Bei rund 11.742 Kunden wurden Namen, Telefonnummern, E-Mail-Adressen und Lieferadressen entwendet, bei weiteren 1.947 Personen Namen, Städte und E-Mail-Adressen. Betroffen sind Bestellungen, die zwischen dem 10. Mai und dem 8. August aufgegeben wurden und in die USA, nach Großbritannien, Schweden, Kolumbien, Brasilien, Italien oder Portugal verschickt wurden.

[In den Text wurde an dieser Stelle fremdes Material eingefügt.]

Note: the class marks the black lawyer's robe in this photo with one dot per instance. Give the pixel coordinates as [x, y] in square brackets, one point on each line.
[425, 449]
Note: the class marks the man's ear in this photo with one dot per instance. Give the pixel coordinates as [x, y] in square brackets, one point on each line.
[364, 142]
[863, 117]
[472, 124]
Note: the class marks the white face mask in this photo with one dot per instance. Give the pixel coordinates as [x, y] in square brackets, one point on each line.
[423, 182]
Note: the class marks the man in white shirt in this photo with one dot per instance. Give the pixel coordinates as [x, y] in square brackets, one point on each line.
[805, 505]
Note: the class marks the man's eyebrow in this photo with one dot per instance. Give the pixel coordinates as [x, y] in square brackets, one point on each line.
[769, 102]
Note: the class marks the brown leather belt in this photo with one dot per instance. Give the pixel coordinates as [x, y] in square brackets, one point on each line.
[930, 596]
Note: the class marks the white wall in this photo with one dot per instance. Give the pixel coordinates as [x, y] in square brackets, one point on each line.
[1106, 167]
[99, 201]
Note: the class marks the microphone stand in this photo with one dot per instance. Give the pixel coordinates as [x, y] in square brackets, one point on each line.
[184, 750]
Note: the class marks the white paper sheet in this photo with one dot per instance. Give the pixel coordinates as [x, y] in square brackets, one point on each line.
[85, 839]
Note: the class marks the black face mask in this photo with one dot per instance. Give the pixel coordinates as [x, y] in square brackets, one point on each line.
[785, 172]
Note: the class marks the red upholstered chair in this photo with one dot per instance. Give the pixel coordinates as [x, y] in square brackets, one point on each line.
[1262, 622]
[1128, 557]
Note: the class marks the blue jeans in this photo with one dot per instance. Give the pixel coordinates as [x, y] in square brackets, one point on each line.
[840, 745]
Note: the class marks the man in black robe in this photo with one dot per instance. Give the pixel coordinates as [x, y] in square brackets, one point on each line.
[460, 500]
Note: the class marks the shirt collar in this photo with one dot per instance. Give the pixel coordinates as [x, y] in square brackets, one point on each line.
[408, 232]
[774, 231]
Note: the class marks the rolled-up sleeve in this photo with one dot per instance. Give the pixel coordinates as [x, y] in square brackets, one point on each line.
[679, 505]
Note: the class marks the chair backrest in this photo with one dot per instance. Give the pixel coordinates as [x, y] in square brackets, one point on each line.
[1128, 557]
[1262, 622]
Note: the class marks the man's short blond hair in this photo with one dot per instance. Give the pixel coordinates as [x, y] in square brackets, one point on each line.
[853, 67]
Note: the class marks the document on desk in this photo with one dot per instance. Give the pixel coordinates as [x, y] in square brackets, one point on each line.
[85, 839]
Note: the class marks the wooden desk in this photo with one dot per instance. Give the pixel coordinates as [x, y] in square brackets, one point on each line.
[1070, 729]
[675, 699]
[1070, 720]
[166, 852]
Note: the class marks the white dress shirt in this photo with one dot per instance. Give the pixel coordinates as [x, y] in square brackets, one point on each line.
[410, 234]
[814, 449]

Trezor betonte, dass die eigenen Systeme nicht kompromittiert wurden und weder Geräte noch Private Keys oder Wallet-Backups berührt wurden. Die Untersuchungen dauern an. Eine 90-Tage-Löschfrist für Auftragsdaten bei Logistikpartnern sorgte dafür, dass ältere Bestellungen außerhalb der Reichweite des Angreifers lagen. Kunden, die keine Benachrichtigungs-E-Mail erhalten haben, sind nach Unternehmensangaben nicht von dem Leak betroffen.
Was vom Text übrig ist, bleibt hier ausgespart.